Saturday, January 14, 2012

155

JH: Style may be likened to a characteristic manner of speaking. One often changes one's way of speaking depending on circumstance. In writing, each poem is approached differently by the only way a poem may be approached, by words (the only visual/audible, verifiable approach to a poem, I should clarify). Is it true that each and every poem is approached differently? There is speaking, and there is the speaker. How different can a speaker be?  A poet's style may be appreciably different than it was ten years ago, but is it likely to be much different from ten days ago? This ten-day difference may happen a few times over a poet's lifetime, but probably wouldn't happen every ten days over a poet's lifetime.
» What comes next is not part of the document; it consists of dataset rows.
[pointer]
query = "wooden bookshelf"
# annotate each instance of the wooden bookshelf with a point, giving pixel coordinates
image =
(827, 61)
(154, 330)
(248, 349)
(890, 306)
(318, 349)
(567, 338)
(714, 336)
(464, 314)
AHB: I suppose if you are mining  the earth for whatever ore you first find the precious. As you dig, perhaps you find greater concentration. As you continue, you find that the concentration diminishes as the lode pays out. I think writers tend to approach each poem the same, like with the previous.in repetition of this writing act, we find something different.

So speaking of which, you supplied Wryting-L with the following different sounding piece. No Greek, and kinda flaky:

Reminiscence

The masque at the Creaky Wink, it was some affair! Me and Het Rancifer, were we the Red Death, the Yellow King? You'd think. We, venerable, inveterate to the Wink, masqued as Gravestone and Madness Creek, newcomers to the Creaky Wink. Some pair!